On Friday, Justine Sacco tweeted what she considered a “joke” before boarding a flight from England to South Africa. By the time she landed, her tweet had gone viral and her company made a statement distancing themselves from Sacco.

As a PR executive, it’s unfathomable that Sacco was ignorant to the consequences of her online activities. That lack of foresight is as much to blame for her departure as the infamous Tweet.

Incidents like Sacco’s aren’t exactly unique. In fact, the entire situation is one we’ve seen many times this past year: The foolish post or tweet that goes viral, the outrage, and a Company trying to capitalize on the controversy (and the subsequent apology). It was all going according to script for the Internet.  

Then, something different happened.

Someone stumbled upon www.justinesacco.com and noticed that the web domain had been purchased to redirect people to the Aid for Africa page. This was remarkably refreshing.

It’s incredibly easy to sit online and mock Sacco’s stupidity and insensitivity, but that doesn’t really achieve anything. That type of reaction makes these situations a case of “lather, rinse, repeat” without any progress made.

Trying to make something positive out of it all, on the other hand, is incredibly smart. The lifespan of these stories is incredibly small due to the sheer frequency at which they occur. Some Good Samaritan out there opted to capitalize on Sacco’s 15 minutes of fame to do good.

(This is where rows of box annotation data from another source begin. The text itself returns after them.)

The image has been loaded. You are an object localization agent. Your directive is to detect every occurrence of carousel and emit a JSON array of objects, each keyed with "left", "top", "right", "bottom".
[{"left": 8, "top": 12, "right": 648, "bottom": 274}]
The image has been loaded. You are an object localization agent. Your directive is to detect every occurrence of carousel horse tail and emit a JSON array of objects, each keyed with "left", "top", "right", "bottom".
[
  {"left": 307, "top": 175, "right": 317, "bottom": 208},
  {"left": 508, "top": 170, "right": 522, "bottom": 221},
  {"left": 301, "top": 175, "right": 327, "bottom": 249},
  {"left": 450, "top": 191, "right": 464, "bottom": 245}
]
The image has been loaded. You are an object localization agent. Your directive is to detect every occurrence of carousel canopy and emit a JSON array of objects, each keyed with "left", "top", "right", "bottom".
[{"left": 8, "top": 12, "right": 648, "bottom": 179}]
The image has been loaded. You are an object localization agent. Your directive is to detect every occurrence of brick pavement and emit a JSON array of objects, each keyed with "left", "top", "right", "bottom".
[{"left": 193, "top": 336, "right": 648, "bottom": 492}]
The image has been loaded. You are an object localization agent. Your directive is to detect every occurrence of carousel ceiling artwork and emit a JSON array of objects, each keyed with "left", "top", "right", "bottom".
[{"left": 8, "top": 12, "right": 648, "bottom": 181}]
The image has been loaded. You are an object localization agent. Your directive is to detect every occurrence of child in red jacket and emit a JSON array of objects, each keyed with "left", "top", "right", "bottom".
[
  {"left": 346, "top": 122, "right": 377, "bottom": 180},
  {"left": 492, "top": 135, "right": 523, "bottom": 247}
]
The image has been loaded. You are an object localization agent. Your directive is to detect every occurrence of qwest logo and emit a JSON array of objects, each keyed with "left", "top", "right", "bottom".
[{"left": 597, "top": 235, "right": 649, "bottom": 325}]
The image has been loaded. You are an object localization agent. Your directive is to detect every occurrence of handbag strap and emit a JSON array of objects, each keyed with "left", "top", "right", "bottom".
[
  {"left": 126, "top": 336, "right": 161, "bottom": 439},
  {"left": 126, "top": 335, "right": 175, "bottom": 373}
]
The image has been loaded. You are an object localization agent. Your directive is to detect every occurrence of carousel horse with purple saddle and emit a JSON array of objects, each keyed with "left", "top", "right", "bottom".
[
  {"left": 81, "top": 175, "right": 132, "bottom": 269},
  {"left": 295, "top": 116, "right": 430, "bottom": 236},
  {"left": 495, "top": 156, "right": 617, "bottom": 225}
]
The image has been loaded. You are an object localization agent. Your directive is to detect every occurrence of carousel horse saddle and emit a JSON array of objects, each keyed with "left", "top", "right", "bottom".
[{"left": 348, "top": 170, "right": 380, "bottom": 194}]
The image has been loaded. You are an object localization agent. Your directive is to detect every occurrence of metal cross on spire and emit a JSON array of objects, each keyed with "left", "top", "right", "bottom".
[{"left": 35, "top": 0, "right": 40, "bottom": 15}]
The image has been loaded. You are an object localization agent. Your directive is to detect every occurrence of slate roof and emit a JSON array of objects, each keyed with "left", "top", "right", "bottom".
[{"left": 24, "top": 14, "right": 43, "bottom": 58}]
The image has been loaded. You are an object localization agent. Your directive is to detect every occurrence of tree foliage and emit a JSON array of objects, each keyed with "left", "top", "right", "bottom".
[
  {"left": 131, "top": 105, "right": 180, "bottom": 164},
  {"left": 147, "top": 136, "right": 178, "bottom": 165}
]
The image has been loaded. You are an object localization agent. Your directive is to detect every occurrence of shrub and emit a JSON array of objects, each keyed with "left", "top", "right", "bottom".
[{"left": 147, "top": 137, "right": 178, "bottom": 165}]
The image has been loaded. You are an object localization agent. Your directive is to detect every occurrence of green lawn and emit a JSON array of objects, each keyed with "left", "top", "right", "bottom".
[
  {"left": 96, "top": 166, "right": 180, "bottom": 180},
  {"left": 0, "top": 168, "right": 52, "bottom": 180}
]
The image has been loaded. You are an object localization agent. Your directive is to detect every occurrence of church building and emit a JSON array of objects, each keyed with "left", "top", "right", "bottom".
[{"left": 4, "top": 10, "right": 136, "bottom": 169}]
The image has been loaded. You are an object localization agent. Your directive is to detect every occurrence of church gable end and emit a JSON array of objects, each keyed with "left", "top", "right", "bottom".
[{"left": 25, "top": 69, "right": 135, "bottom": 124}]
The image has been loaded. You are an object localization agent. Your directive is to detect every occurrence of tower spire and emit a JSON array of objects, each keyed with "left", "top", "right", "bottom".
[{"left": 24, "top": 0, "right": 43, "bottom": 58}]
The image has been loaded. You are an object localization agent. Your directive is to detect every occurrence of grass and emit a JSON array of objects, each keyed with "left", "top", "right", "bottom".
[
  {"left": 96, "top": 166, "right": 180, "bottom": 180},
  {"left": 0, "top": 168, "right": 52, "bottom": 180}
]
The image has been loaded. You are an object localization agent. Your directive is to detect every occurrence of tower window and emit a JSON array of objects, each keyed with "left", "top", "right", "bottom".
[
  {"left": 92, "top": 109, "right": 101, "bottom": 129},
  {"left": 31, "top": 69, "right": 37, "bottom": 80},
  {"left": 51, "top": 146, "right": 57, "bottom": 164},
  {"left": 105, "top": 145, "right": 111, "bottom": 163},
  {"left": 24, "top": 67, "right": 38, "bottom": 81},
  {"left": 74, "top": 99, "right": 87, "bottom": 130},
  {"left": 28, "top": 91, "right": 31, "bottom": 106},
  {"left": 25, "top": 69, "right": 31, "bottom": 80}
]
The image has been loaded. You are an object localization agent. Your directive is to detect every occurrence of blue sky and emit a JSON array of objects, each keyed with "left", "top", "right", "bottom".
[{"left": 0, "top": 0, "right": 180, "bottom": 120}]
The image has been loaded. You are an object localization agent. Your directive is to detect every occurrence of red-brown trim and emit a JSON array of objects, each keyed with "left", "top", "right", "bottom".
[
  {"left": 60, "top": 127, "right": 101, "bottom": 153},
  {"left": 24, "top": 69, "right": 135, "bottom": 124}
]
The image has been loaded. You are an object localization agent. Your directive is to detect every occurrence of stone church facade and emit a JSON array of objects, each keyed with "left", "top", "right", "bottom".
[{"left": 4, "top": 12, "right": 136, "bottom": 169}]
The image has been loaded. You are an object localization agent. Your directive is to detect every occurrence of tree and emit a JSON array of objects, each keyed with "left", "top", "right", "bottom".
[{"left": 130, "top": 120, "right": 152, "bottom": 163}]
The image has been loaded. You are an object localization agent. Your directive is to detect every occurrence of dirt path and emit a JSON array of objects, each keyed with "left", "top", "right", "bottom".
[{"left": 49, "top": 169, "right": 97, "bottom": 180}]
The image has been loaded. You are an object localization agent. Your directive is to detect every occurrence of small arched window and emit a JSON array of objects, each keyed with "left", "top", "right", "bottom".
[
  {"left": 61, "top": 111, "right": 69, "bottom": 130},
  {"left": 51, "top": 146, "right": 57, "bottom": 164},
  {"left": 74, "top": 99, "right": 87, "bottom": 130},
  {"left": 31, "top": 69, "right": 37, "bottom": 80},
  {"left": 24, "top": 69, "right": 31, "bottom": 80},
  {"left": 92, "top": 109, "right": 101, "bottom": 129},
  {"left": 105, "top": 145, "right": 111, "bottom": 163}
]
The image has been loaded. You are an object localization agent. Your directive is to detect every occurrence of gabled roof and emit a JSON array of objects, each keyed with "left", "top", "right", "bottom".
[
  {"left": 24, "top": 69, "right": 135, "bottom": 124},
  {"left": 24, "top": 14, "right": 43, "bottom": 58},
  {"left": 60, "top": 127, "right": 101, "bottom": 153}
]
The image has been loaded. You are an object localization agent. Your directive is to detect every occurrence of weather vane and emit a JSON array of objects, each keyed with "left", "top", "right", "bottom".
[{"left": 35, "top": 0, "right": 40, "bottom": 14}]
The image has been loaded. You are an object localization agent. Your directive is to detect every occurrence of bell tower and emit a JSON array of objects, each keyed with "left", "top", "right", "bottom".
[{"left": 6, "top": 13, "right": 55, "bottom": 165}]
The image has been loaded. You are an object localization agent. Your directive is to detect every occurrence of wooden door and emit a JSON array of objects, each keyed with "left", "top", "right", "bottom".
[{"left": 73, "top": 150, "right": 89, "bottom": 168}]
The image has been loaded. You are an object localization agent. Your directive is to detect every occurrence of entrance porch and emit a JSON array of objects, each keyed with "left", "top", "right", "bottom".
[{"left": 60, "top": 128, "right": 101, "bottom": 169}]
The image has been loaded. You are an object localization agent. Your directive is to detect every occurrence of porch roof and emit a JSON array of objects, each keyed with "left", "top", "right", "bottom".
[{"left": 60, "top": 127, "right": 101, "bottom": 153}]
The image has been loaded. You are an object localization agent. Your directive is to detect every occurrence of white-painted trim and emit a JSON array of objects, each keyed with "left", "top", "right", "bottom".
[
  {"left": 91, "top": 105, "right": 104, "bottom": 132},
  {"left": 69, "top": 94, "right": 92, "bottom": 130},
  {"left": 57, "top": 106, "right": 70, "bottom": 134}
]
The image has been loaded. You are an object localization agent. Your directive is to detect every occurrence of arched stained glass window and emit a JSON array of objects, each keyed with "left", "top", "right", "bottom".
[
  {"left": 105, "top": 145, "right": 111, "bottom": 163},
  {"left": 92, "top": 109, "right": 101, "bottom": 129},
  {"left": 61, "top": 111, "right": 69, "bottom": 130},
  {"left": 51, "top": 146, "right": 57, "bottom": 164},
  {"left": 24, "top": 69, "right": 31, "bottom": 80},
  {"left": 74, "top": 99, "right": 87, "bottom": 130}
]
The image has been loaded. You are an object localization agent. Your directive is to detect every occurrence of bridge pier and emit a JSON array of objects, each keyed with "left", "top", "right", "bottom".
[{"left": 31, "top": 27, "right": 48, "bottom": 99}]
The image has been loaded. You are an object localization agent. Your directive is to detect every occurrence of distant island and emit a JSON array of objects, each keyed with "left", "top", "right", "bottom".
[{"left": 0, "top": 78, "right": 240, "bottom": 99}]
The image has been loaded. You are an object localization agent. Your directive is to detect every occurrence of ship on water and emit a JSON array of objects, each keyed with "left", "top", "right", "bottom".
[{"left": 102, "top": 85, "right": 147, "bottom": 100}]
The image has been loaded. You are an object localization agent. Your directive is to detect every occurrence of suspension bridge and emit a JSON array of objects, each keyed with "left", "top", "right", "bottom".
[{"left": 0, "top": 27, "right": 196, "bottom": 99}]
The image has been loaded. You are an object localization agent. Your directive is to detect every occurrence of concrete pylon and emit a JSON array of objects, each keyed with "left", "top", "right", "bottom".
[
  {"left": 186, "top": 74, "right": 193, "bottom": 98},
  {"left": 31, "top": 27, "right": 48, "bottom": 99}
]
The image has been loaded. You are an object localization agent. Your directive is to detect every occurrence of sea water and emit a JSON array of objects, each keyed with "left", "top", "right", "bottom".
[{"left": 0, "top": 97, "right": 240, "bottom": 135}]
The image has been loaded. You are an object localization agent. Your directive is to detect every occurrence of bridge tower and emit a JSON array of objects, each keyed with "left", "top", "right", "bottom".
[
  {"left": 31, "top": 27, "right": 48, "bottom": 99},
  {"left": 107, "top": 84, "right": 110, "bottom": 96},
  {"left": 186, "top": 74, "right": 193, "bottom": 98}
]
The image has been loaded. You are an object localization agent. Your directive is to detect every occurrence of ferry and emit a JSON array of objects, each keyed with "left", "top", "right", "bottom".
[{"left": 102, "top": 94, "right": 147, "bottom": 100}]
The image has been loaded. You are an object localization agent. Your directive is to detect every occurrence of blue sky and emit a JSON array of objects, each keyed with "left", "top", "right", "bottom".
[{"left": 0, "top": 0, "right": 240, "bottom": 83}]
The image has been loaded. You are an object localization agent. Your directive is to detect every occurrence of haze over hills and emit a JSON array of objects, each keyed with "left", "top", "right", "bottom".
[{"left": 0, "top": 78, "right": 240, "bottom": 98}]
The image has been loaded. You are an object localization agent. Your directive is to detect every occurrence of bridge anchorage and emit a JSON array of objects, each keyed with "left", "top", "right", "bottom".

Talk about keeping with the spirit of the holiday season.

The Internet is unfortunately full of comments like Justine Sacco’s. Only a small percentage will go viral, but when they do, it’s a tremendous opportunity for relevant organizations to get the word out to educate the public. There’s been no word on whether the tie-in had any substantial contribution, but that’s secondary to the fact that it got a lot of eyeballs on that site.